A Freedom of Information request by the West End Extra has revealed that Hammersmith & Fulham council granted 65 tenancies in Westminster since 2005.
The figures show that Kensington & Chelsea council has placed 160 “households” in private accommodation and 14 in housing association homes in Westminster.
Camden has placed 18 households in permanent accommodation and seven in temporary accommodation in Westminster since 2005.
At the same time Westminster council is spending £145,000 a week housing more than 120 families in hotels and forcing Westminster families to live outside the borough.
Responding to the figures Labour housing spokesman Cllr Guthrie McKie said the flow of residents was “another example of the madness” of a housing system that “defies logic.
He added: “One borough is transferring its residents to a neighbouring borough while Westminster, at the same time, is transferring its residents affected by the cap into Kensington hotels and other parts of London.
“Instead of a coherent and planned approach to the housing problem we have a bureaucratic mish-mash that just keeps stumbling on a new idea every day. And at the centre of all this is the lives of families with all the normal problems that families have – schooling, health, work.”

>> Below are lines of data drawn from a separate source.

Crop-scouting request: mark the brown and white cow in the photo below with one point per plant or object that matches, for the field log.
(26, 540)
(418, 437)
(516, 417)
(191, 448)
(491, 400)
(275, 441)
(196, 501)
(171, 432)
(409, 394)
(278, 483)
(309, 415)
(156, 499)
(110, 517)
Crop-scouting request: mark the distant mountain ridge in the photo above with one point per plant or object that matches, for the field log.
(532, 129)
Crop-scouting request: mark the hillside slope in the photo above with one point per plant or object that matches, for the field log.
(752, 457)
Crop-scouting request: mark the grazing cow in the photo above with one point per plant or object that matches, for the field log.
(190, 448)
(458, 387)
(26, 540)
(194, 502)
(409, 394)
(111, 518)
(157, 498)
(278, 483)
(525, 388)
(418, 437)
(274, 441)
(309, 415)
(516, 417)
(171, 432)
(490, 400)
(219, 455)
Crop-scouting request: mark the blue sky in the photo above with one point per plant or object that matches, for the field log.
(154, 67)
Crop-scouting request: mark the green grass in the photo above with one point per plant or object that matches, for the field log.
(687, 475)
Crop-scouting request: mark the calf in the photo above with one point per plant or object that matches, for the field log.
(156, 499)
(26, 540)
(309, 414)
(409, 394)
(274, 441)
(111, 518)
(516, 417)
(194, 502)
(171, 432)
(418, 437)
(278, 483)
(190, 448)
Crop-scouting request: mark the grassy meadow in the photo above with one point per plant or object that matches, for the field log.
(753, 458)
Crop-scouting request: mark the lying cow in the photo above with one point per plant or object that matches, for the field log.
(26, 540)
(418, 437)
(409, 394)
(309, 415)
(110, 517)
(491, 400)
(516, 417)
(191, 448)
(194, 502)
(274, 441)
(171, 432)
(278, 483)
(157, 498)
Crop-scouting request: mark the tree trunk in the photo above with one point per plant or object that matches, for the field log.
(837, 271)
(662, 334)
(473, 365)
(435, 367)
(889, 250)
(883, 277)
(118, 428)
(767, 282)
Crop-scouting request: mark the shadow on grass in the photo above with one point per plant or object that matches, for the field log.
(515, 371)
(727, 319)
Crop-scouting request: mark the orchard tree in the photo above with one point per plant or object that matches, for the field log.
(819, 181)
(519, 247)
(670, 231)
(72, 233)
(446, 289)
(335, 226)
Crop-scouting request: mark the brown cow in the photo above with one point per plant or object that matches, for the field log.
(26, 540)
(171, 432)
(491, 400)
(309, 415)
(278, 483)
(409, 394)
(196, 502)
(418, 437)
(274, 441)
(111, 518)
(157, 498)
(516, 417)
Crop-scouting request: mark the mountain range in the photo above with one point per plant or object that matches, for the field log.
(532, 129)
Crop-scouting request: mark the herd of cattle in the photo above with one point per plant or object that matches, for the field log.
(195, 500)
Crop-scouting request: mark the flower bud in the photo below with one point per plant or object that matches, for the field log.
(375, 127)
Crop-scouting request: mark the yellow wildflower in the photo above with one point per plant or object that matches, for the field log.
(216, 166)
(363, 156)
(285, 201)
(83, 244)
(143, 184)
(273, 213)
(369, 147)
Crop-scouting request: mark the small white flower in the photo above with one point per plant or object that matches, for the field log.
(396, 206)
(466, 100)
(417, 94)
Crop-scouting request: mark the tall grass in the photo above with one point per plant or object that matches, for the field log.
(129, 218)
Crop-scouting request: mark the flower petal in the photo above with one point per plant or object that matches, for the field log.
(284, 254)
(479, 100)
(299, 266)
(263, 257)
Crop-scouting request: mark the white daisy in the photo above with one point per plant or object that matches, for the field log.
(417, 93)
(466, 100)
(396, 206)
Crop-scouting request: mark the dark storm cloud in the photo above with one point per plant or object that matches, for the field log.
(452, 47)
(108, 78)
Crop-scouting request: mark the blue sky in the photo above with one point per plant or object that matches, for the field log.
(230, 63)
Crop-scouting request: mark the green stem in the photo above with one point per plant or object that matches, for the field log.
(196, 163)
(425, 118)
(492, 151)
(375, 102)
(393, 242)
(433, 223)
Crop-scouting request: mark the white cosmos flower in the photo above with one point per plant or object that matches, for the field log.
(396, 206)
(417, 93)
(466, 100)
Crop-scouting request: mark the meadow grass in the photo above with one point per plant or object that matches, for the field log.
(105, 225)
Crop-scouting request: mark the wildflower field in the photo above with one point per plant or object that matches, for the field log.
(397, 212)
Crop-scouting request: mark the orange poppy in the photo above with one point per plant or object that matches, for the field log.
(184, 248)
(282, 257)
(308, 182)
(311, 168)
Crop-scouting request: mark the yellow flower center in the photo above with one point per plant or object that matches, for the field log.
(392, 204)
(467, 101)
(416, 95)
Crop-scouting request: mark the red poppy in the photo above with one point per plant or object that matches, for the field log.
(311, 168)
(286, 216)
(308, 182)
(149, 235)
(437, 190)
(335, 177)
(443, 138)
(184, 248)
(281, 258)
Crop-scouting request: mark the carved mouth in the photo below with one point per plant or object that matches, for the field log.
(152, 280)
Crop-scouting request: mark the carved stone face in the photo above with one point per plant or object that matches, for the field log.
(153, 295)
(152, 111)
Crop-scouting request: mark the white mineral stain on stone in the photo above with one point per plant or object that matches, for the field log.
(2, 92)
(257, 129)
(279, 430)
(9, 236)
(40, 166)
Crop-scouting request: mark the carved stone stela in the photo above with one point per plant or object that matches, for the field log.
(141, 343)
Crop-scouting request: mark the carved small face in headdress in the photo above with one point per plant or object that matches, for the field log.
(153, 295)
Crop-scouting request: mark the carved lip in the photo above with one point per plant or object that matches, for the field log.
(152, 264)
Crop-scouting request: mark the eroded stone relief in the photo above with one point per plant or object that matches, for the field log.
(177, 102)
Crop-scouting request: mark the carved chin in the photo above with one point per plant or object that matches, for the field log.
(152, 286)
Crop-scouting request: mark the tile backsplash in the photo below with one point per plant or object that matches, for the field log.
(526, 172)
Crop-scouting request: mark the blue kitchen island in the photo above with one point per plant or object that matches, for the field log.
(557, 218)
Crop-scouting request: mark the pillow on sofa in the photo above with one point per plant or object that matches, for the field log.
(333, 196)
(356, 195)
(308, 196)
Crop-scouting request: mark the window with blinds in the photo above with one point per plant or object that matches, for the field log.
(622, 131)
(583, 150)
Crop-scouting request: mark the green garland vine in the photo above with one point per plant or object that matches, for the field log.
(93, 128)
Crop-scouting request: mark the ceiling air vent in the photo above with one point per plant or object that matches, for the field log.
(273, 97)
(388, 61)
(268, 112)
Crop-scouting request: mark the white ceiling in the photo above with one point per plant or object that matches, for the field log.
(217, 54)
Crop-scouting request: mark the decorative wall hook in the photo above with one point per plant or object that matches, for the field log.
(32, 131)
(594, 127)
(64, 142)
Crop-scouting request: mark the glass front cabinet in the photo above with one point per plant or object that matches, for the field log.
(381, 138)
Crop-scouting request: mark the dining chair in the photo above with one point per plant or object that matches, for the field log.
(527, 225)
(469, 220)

Figures from Kensington & Chelsea show the number of households placed in Westminster in 2012 had risen by 15 per cent since 2006.
But Cllr Jonathan Glanz, cabinet member for housing and property, said: “Demand for temporary properties between 2005-2010 was much lower than now so it is unsurprising that our neighbouring boroughs utilised short-term let properties in Westminster in that period as there wasn’t such extreme pressure for homes.”
He added: “These figures relate to the number of tenancies, rather than homes, which distorts the results. So it is likely that multiple households used the same property, each for a short period of time.
“It also highlights the problems with the previous welfare system, which allowed local authorities to buy up properties in much more expensive areas.
“All across London there is intense pressure on social housing stock and we need to work together to make best use of the homes available.”